Reducing the molarity of the PCR fragments by 10-fold reduced efficiency by ~1/2 (compare Fig. 2 B and C). Increasing the length of the homology arms to 500 bp did not increase editing efficiency, even when controlling for the reduced molarity of the longer PCR fragments (Fig. 2C). Reducing the length of the homology arms to ~15 bp, however, decreased efficiency (Fig. 2B). PCR fragments with no homology arm or homology arms for a locus not targeted by Cas9 yielded GFP+ in the range of the background levels obtained with cells that did not receive any repair template (Fig. 2 and SI Appendix, Figs. S2 and S3 and Table S1). Plasmid donors with ~500-bp homology arms also performed poorly (Fig. 2C) as reported previously (7). We conclude that PCR fragments function as efficient donors in HEK293T cells, performing better than plasmids with much longer homology arms. Because ~35-bp homology arms are convenient to introduce by PCR amplification, we used that length for subsequent experiments. The 30- to 40-nt homology arms have also been reported to be optimal for ssODNs (4).

Editing Efficiency Is Sensitive to Insert Size.
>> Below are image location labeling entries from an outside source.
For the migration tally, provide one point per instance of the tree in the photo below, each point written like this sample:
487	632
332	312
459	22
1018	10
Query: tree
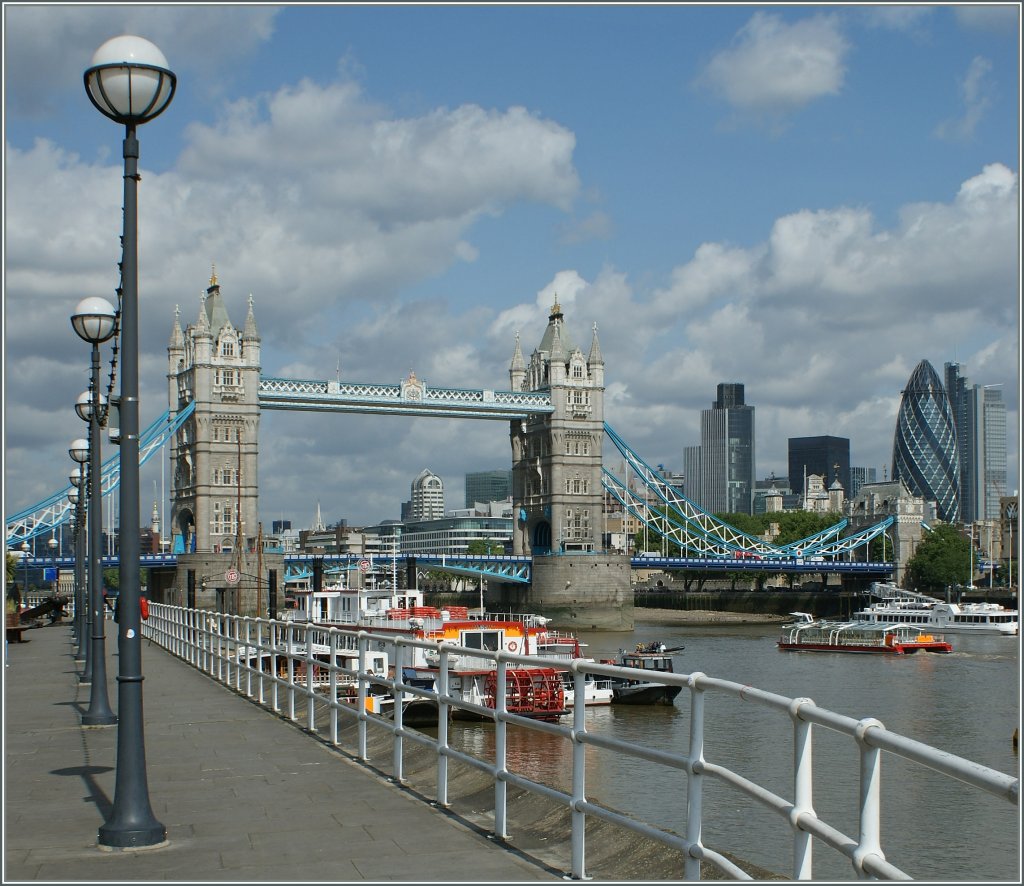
942	558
To test the effect of insert size on editing efficiency, we added varied sizes of DNA sequence to the GFP insert. For ease of synthesis and to maintain equimolar amounts of donor DNAs, we introduced donor fragments at the same low molarity (0.12 μM). We found that inserts beyond 1 kb performed very poorly, yielding fewer than 0.5% edits (Fig. 3A). By varying the size of the homology arms, we found that the size of the insert, and not the overall size of the donor DNA, determines editing efficiency. A 1,188-bp donor (714-bp insert with two 237-bp homology arms) performed as well as a 780-bp donor with the same size insert and 33-bp homology arms (8.5% versus 9.8% edits, Fig. 3A). The 1,188-bp donor, however, performed much better than a 1,188-bp donor with a longer insert (1,122 bp) and 33-bp homology arms (8.5% versus 0.3% edits, Fig. 3A).
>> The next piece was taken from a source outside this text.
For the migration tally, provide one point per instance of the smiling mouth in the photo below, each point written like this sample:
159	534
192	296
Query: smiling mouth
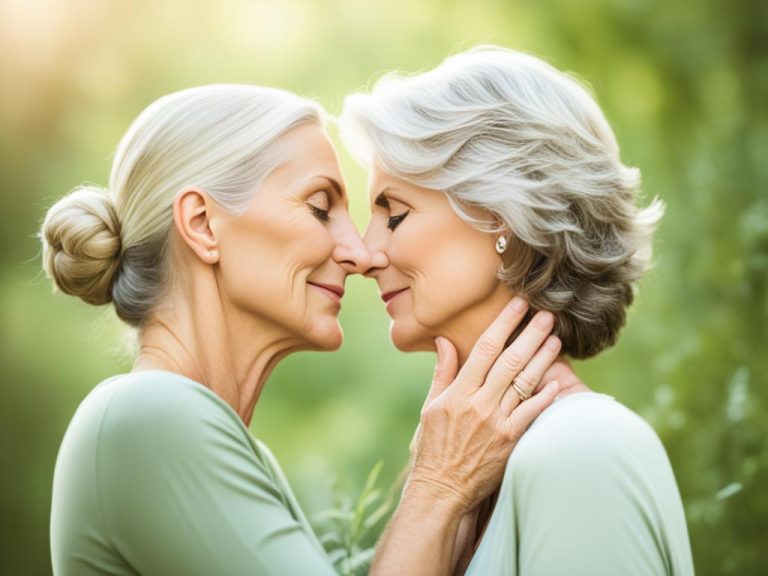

To test whether decreasing insert size below the size of GFP would increase editing efficiency, we took advantage of the split-GFP system (24, 25). In this system, the 11th beta-strand of GFP (57 bp, GFP11) is knocked in, in cells expressing a complementary GFP fragment (GFP1–10). We generated PCR products containing the GFP11 insert and ~35-bp homology arms and introduced these at 0.33 μM. We obtain 45.4% edits at the Lamin A/C locus (Fig. 3B) and 32.8% at the RAB11A locus (Fig. 3C). A donor with no homology arm yielded only 1.3% edits (SI Appendix, Fig. S3B). Again, we found that increasing insert size reduced efficiency, down to 17.9% for a 993-bp insert (Fig. 3B). We conclude that dsDNAs engage in an efficient repair process that requires only 35-bp homology arms, but favors relatively short inserts (<1 kb at the molarities tested here).

Accuracy of Repair Is Asymmetric.

To investigate the accuracy of repair with PCR fragments, we isolated GFP+ and GFP? cells by fluorescence-activated cell sorting from a single editing experiment targeting the Lamin A/C locus with a GFP-containing PCR fragment under optimal conditions (Fig. 2B, 33/33 homology arms, 0.33 μM molarity). Each cell was grown out as a clone and the Lamin A/C locus was amplified using two primers flanking the insertion site. As expected, all 48 GFP+ clones contained at least one Lamin A/C allele with a full-size insert (four were homozygous with two edited alleles). We sequenced the GFP insert in 23 of the 48 GFP+ clones and identified 20 precise insertions and three imprecise insertions containing small in-frame indels at the left or right junction (SI Appendix, Figs. S4 and S5). We also sequenced the wild-type–sized allele in 11 of the 44 heterozygous GFP+ clones and identified two with wild-type sequence, six with indels at the DSB, and three with small inserts (<100 bp) corresponding to either the N terminus or C terminus of GFP (SI Appendix, Fig. S5). We also screened 37 GFP? clones by PCR and, surprisingly, identified 10 that contained inserts at the Lamin A/C locus. We sequenced 7 of the 10 inserts and identified three with a full-size GFP insert with out-of-frame indels at one junction and four with smaller GFP inserts (SI Appendix, Fig. S5).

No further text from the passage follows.